These phenomena represent a serious threat to human settlements, inhabitants and trail users, as dramatically the area experienced after the intense rainstorm that hit the Monterosso and Vernazza areas on 25 October 2011 (Cevasco et al. 2015; Rinaldi et al. 2016), which triggered hundreds of shallow landslides as well as destructive debris floods (Cevasco et al. 2014). Figure 2 shows an overview of the study area and the landslides triggered by the convective storm occurred on October 25 2011. During that day, up to 382 mm of rain were discharged in few hours, as recorded at the weather station of Monterosso (Cevasco et al. 2015).

Fig. 2
figure 2

a Overview of the landslide inventory and boundary of the study area; b Slope Unit partition superimposed to the slope aspect to represent clearer the Slope Unit representativeness. The rain gauge symbol corresponds to the location of the Monterosso weather station

Landslide inventory was redacted from detailed field surveys and analysis of high-resolution aerial images (ground resolution from 3 to 50 cm, according to the altitude) taken a few days after the catastrophic event.
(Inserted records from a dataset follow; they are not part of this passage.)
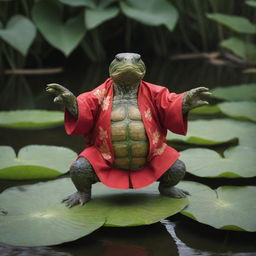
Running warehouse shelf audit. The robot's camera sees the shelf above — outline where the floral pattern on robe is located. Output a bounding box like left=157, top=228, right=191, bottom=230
left=65, top=78, right=187, bottom=189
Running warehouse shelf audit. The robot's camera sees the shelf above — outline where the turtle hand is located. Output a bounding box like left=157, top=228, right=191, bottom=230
left=182, top=87, right=211, bottom=113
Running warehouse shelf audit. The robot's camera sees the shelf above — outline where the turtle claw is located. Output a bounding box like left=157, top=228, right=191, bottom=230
left=61, top=192, right=91, bottom=208
left=159, top=186, right=190, bottom=198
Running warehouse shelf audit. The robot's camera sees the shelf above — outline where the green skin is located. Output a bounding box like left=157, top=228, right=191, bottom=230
left=46, top=53, right=210, bottom=207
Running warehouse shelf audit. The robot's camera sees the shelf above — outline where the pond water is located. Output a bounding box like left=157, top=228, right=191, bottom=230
left=0, top=59, right=256, bottom=256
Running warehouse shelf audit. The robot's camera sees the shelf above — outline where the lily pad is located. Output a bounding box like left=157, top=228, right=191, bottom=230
left=178, top=181, right=256, bottom=232
left=85, top=7, right=119, bottom=29
left=190, top=101, right=256, bottom=122
left=218, top=101, right=256, bottom=122
left=0, top=15, right=36, bottom=56
left=0, top=145, right=77, bottom=180
left=0, top=109, right=64, bottom=129
left=207, top=13, right=256, bottom=34
left=0, top=178, right=188, bottom=246
left=120, top=0, right=179, bottom=31
left=167, top=118, right=256, bottom=147
left=180, top=146, right=256, bottom=178
left=189, top=105, right=220, bottom=115
left=32, top=0, right=86, bottom=56
left=211, top=83, right=256, bottom=101
left=220, top=37, right=256, bottom=64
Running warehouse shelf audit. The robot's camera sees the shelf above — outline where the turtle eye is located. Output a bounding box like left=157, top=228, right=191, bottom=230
left=134, top=54, right=141, bottom=61
left=115, top=54, right=123, bottom=61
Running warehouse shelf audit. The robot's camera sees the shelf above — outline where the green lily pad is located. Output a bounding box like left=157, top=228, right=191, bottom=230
left=190, top=101, right=256, bottom=122
left=0, top=110, right=64, bottom=129
left=178, top=181, right=256, bottom=232
left=32, top=0, right=86, bottom=56
left=180, top=146, right=256, bottom=178
left=0, top=15, right=36, bottom=56
left=0, top=145, right=77, bottom=180
left=211, top=83, right=256, bottom=101
left=220, top=37, right=256, bottom=64
left=167, top=118, right=256, bottom=147
left=207, top=13, right=256, bottom=34
left=0, top=178, right=188, bottom=246
left=84, top=7, right=119, bottom=29
left=120, top=0, right=179, bottom=31
left=218, top=101, right=256, bottom=122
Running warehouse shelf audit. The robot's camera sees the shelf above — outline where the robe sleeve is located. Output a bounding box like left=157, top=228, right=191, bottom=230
left=64, top=93, right=98, bottom=135
left=156, top=88, right=188, bottom=135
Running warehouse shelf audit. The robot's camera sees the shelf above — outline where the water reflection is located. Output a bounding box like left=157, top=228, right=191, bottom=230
left=162, top=216, right=256, bottom=256
left=59, top=223, right=179, bottom=256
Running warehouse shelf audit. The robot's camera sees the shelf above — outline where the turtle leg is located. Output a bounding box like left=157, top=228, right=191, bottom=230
left=62, top=157, right=99, bottom=207
left=158, top=159, right=189, bottom=198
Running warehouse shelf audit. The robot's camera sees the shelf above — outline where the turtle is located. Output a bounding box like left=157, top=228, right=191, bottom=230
left=46, top=53, right=210, bottom=207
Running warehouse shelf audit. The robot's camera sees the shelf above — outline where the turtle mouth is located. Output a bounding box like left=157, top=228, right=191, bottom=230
left=111, top=64, right=144, bottom=79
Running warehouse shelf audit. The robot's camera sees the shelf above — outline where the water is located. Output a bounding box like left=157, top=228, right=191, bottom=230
left=0, top=59, right=256, bottom=256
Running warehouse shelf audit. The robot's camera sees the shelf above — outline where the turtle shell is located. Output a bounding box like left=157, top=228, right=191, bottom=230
left=111, top=100, right=149, bottom=170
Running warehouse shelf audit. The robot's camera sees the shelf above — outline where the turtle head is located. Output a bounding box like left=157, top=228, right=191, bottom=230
left=109, top=53, right=146, bottom=86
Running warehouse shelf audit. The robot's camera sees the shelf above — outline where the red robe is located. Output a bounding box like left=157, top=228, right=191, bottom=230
left=65, top=78, right=187, bottom=189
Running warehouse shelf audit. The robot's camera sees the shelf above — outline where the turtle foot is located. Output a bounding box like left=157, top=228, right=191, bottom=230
left=61, top=192, right=91, bottom=208
left=158, top=185, right=190, bottom=198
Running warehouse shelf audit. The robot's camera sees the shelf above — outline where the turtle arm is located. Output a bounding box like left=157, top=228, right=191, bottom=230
left=46, top=83, right=78, bottom=119
left=182, top=87, right=211, bottom=114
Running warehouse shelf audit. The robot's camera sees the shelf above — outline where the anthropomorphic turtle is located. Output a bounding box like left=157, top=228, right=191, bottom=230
left=46, top=53, right=210, bottom=207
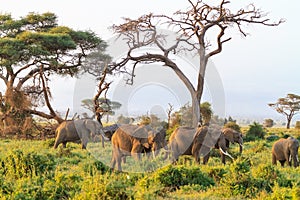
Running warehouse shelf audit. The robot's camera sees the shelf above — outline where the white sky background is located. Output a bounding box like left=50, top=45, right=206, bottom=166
left=0, top=0, right=300, bottom=122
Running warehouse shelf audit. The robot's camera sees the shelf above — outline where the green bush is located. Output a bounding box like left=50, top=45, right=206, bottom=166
left=156, top=165, right=215, bottom=189
left=83, top=160, right=110, bottom=176
left=0, top=150, right=56, bottom=178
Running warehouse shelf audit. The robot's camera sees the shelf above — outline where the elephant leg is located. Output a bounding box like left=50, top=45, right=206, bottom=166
left=100, top=135, right=104, bottom=148
left=110, top=153, right=116, bottom=169
left=220, top=153, right=226, bottom=165
left=81, top=138, right=88, bottom=149
left=117, top=156, right=122, bottom=171
left=272, top=154, right=277, bottom=165
left=279, top=160, right=285, bottom=167
left=203, top=152, right=210, bottom=165
left=53, top=139, right=60, bottom=149
left=63, top=142, right=67, bottom=148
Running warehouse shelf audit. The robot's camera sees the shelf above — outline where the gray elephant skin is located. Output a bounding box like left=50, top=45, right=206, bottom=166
left=272, top=137, right=299, bottom=167
left=54, top=119, right=108, bottom=149
left=222, top=128, right=243, bottom=154
left=169, top=126, right=232, bottom=164
left=111, top=124, right=166, bottom=171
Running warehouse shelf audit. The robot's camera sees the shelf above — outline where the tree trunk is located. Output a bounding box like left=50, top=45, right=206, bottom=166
left=286, top=118, right=291, bottom=129
left=191, top=93, right=200, bottom=127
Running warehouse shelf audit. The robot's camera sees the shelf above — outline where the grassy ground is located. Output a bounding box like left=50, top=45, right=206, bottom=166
left=0, top=128, right=300, bottom=199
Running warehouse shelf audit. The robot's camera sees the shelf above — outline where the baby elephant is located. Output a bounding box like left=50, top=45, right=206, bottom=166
left=54, top=119, right=108, bottom=149
left=272, top=137, right=299, bottom=167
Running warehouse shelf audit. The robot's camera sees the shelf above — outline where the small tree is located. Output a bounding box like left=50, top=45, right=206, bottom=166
left=224, top=121, right=241, bottom=132
left=268, top=94, right=300, bottom=129
left=81, top=98, right=122, bottom=122
left=295, top=121, right=300, bottom=129
left=0, top=13, right=104, bottom=131
left=245, top=122, right=266, bottom=141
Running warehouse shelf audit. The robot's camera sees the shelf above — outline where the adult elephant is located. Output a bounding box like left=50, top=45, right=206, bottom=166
left=169, top=126, right=233, bottom=164
left=272, top=137, right=299, bottom=167
left=222, top=128, right=243, bottom=153
left=54, top=119, right=108, bottom=149
left=111, top=124, right=166, bottom=171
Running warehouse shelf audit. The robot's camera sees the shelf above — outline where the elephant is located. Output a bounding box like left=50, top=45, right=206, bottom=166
left=111, top=124, right=166, bottom=171
left=54, top=119, right=109, bottom=149
left=103, top=124, right=120, bottom=140
left=169, top=126, right=233, bottom=164
left=144, top=129, right=168, bottom=159
left=272, top=137, right=299, bottom=167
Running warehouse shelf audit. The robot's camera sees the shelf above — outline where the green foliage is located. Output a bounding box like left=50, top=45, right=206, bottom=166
left=156, top=165, right=215, bottom=189
left=295, top=121, right=300, bottom=129
left=263, top=119, right=274, bottom=128
left=224, top=121, right=241, bottom=132
left=245, top=122, right=266, bottom=141
left=0, top=150, right=56, bottom=179
left=0, top=128, right=300, bottom=200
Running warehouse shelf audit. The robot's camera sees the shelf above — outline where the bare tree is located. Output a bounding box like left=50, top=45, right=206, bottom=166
left=112, top=0, right=284, bottom=126
left=268, top=94, right=300, bottom=129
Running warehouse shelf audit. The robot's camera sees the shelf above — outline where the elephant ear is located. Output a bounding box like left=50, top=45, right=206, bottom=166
left=131, top=125, right=148, bottom=139
left=222, top=128, right=235, bottom=143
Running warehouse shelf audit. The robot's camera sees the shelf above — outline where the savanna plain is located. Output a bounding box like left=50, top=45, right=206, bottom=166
left=0, top=127, right=300, bottom=200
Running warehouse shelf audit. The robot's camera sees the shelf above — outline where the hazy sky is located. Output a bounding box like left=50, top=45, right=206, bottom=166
left=0, top=0, right=300, bottom=122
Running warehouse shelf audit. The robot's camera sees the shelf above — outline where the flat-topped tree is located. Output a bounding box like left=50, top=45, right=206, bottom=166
left=0, top=13, right=103, bottom=128
left=113, top=0, right=284, bottom=126
left=268, top=94, right=300, bottom=129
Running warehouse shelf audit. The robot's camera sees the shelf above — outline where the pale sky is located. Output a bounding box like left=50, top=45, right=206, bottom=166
left=0, top=0, right=300, bottom=122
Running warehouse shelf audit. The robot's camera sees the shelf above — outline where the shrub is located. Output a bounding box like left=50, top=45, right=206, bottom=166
left=245, top=122, right=266, bottom=141
left=1, top=150, right=56, bottom=178
left=295, top=121, right=300, bottom=129
left=263, top=119, right=274, bottom=128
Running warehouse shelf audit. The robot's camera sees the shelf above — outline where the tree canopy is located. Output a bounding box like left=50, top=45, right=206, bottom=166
left=108, top=0, right=284, bottom=127
left=0, top=12, right=104, bottom=128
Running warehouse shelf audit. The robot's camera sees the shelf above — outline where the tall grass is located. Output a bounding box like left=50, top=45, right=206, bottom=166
left=0, top=128, right=300, bottom=199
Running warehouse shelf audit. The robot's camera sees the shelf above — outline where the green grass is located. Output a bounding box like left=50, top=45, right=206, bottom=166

The photointerpretation analysis, executed from georeferenced orthophotos provided by Liguria Regional Administration, was validated by an intensive field surveys carried out from November 2011 to March 2012 (Cevasco et al. 2013). The mapped mass movements were classified according to Cruden and Varnes (1996) based on the prevalent type of movement and material. The main landslide types recognized can be associated with debris flow, debris avalanche and debris slide, involving colluvial and anthropically reworked deposits overlaying the fractured bedrock. The average landslide density was about 65 landslides/km2 and landslide areal extent ranged between a few tens up to a few thousands of square meters. Lastly, the event inventory featured 695 mass movements.

2.2 Mapping units

To model landslide intensity, we chose a hierarchical structure. The high-resolution mapping unit corresponds to Grid-Cells (GCs, Malamud et al. 2004). These are hierarchically combined with the coarser Slope Units (SUs, Carrara et al. 1995), at which level we computed the Latent Spatial Effect and we aggregated the intensity estimates (see Lombardo et al. 2019a). Specifically, we selected a 20 m resolution GC partition, whereas we computed the SUs by using the r.slopeunits software (Alvioli et al. 2016). We parameterized r.slopeunits with a circular variance of 0.4, a minimum SU area of 12,500 m2 and a flow accumulation threshold of 100,000 m2 (see, Titti et al. 2022). This operation returned 171 SUs. Circular variance is the parameter that r.slopeunits uses to control the rigid or flexible aspect criterion for the SU generation. For instance, a value close to zero indicates a very limited aspect variation allowed inside a slope unit. Taking this figuratively to the extreme, the most rigid choice would end up creating one slope unit polygon for each pixel in the aspect raster. On the contrary, a circular variance close to one would make r.slopeunits too generous in the SU delineation. Taking this figuratively to the extreme again, the most flexible choice would produce a single SU polygon for the whole study area because it would allow for large aspect variations. The following two parameters are dependent of the concept that catchments and half-catchments are fractal physiographic entities (La Barbera and Rosso 1989), which means that one can apply the same concept to extract them at different geographic scales (or hydrological order; Blöschl and Sivapalan 1995). The minimum SU area is in fact the parameter that controls the convergence of the polygonal partition to a specific reference planimetric area. As for the accumulation threshold, this parameter controls the starting extent of the half-catchment delineation.

2.3 Covariate set

The morphometric covariates we chose to build our intensity model were derived from a 5 m Digital Elevation Model (DEM) accessed from the geo-portal of the Ligurian region. This DEM has been later resampled at 20 m resolution to match the squared lattice we defined. We computed the Euclidean distance from each GC to the nearest road or trail.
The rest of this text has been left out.